A fundamental reality of the ageing process is the gradual decrease in movement speed, whether it involves something as routine as walking around the neighbourhood or as simple as reaching for the television remote. A recent study spearheaded by engineers from the University of Colorado Boulder sheds light on this phenomenon and offers valuable insights into the mechanisms underlying the tendency for older individuals to move at a slower pace.
This study is one of the pioneering efforts to disentangle the various factors contributing to the reduced agility often observed in individuals aged 65 and above. One significant revelation from the research suggests that older adults may exhibit slower movements due, in part, to the heightened energy expenditure required compared to their younger counterparts. This revelation may not come as a surprise to those who have experienced post-activity fatigue.

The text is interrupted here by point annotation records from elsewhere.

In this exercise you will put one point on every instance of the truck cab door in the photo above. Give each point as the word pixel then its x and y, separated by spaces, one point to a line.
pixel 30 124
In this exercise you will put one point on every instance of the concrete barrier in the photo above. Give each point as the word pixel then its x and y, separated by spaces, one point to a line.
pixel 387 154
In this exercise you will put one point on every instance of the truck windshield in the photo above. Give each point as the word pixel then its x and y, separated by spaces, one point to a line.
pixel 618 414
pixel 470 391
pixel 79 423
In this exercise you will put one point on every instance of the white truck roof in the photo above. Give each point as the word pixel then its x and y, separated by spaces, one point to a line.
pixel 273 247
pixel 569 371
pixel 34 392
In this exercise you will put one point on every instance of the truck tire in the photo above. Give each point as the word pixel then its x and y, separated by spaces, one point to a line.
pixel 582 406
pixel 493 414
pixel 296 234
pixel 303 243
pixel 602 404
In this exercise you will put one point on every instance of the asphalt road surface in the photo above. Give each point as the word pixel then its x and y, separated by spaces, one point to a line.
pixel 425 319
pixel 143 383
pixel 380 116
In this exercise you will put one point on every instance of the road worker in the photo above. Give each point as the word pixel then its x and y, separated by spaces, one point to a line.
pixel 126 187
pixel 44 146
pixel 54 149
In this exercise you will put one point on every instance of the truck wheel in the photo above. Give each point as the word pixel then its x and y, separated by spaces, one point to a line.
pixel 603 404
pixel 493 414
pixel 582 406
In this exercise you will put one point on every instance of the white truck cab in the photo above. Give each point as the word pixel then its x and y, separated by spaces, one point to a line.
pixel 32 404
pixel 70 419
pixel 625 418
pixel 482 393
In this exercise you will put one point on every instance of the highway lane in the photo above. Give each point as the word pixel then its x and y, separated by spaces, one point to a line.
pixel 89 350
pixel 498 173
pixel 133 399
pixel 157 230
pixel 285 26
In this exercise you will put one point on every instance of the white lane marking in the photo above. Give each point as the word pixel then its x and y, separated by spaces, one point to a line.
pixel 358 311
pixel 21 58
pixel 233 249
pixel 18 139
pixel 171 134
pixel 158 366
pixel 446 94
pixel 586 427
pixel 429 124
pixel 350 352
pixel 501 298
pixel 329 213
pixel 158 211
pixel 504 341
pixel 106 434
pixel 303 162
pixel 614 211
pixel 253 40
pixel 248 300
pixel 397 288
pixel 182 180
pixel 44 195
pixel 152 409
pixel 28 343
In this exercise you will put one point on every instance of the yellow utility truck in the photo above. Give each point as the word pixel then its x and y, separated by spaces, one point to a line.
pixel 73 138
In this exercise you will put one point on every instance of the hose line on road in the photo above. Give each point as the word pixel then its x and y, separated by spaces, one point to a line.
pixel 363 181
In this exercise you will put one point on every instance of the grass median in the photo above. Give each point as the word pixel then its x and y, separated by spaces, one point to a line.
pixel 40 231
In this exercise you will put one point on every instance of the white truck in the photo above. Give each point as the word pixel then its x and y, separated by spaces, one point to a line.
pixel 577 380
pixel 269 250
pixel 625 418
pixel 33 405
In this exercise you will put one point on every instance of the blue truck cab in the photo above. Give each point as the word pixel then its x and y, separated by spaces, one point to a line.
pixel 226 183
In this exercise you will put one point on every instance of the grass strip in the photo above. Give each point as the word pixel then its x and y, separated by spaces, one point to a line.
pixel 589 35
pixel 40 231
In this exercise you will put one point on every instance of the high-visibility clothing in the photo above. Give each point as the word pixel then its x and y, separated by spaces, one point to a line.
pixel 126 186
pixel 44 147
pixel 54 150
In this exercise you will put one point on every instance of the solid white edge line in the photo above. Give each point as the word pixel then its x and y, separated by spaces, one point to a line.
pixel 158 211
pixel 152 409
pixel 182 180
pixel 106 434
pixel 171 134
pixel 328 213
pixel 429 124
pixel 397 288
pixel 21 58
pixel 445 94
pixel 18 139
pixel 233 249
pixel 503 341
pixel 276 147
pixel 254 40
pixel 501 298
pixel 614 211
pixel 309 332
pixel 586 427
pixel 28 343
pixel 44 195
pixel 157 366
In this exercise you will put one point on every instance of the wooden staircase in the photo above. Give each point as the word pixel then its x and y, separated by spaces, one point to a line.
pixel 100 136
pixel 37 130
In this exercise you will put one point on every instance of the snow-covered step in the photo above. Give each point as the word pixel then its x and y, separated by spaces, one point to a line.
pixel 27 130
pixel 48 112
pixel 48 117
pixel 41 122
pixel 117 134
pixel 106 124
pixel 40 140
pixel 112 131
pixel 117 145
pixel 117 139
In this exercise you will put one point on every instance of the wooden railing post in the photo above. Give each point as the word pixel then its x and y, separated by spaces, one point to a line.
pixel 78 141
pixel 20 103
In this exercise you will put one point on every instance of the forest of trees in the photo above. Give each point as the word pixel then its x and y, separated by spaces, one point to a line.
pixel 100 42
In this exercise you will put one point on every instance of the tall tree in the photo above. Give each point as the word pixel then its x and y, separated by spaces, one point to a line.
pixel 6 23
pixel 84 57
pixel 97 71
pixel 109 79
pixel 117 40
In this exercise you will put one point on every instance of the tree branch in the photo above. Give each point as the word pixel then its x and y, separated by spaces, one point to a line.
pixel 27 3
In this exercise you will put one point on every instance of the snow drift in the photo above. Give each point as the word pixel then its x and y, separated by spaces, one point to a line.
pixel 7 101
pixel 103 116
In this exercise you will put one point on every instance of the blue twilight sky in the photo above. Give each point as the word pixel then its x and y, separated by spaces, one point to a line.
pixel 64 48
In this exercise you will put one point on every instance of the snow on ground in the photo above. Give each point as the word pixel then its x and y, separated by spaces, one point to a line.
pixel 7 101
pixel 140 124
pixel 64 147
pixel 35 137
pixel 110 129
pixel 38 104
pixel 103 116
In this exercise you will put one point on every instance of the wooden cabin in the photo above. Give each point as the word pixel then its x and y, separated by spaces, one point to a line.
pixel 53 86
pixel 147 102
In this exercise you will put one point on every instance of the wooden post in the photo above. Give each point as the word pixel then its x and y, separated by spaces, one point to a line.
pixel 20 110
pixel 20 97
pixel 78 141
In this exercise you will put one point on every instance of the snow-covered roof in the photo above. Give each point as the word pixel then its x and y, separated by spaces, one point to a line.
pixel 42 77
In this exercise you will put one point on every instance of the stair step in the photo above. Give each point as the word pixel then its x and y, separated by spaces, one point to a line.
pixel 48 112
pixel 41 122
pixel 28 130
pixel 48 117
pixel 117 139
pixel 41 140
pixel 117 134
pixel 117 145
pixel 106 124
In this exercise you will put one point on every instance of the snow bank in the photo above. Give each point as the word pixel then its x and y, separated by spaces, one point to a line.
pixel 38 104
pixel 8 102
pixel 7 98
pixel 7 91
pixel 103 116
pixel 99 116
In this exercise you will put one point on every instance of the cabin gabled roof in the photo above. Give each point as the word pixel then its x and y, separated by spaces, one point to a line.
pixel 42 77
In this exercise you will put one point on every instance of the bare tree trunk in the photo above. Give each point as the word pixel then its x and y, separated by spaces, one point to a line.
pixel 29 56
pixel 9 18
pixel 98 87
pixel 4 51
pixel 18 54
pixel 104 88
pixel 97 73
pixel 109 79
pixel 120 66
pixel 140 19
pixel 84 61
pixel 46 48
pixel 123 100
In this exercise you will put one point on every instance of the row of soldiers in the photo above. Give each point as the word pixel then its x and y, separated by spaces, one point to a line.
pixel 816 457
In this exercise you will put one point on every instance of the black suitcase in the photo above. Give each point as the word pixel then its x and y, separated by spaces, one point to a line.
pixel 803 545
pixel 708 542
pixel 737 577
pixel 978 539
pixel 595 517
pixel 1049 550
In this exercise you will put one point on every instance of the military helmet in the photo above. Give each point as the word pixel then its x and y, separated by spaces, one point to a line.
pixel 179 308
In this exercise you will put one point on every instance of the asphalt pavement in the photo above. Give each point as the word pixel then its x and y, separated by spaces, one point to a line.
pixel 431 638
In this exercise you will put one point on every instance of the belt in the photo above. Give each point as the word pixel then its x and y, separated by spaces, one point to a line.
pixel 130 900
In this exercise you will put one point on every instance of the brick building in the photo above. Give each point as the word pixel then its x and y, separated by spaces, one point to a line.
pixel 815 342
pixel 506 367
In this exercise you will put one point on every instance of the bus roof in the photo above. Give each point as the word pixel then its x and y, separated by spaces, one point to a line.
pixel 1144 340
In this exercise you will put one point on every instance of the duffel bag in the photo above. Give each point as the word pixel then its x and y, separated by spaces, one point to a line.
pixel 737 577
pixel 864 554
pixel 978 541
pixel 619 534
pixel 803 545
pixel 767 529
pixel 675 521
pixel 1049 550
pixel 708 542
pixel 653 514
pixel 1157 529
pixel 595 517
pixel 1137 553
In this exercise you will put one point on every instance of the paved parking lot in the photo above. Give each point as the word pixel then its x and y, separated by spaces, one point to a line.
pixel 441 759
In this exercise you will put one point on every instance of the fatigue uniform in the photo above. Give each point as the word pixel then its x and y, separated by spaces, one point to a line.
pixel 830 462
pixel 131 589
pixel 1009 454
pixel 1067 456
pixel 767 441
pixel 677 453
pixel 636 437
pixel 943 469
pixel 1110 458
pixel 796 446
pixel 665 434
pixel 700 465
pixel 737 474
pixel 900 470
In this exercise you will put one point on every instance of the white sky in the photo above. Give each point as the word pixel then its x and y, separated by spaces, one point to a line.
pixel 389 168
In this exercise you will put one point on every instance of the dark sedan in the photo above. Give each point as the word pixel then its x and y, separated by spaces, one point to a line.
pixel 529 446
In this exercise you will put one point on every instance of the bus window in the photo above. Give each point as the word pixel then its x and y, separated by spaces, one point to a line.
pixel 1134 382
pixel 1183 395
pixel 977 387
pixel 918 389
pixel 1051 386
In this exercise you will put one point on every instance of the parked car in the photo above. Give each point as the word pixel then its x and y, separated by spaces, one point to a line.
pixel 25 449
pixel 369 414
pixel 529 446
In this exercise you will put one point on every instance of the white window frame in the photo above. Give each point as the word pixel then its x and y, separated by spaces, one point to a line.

The implications of these findings extend beyond mere academic interest, potentially offering clinicians novel diagnostic tools for a spectrum of conditions, including Parkinson’s disease, multiple sclerosis, depression, and schizophrenia, as highlighted by Alaa Ahmed, a co-author of the study and a professor in the Paul M. Rady Department of Mechanical Engineering. Ahmed emphasises the broader significance: “Understanding the mechanics behind our movements, from subtle eye shifts to more complex actions like walking, offers a window into both the ageing process and conditions such as Parkinson’s disease.”
The study, detailed in the Journal of Neuroscience, involved subjects ranging from 18 to 35 years old and 66 to 87 years old. They were tasked with a seemingly straightforward activity: reaching for a target displayed on a screen, akin to engaging in a virtual gaming experience reminiscent of Nintendo Wii. Through meticulous analysis of these reaching movements, researchers observed that older adults exhibited adaptive alterations in their motions under specific conditions, ostensibly aimed at conserving their finite energy reservoirs.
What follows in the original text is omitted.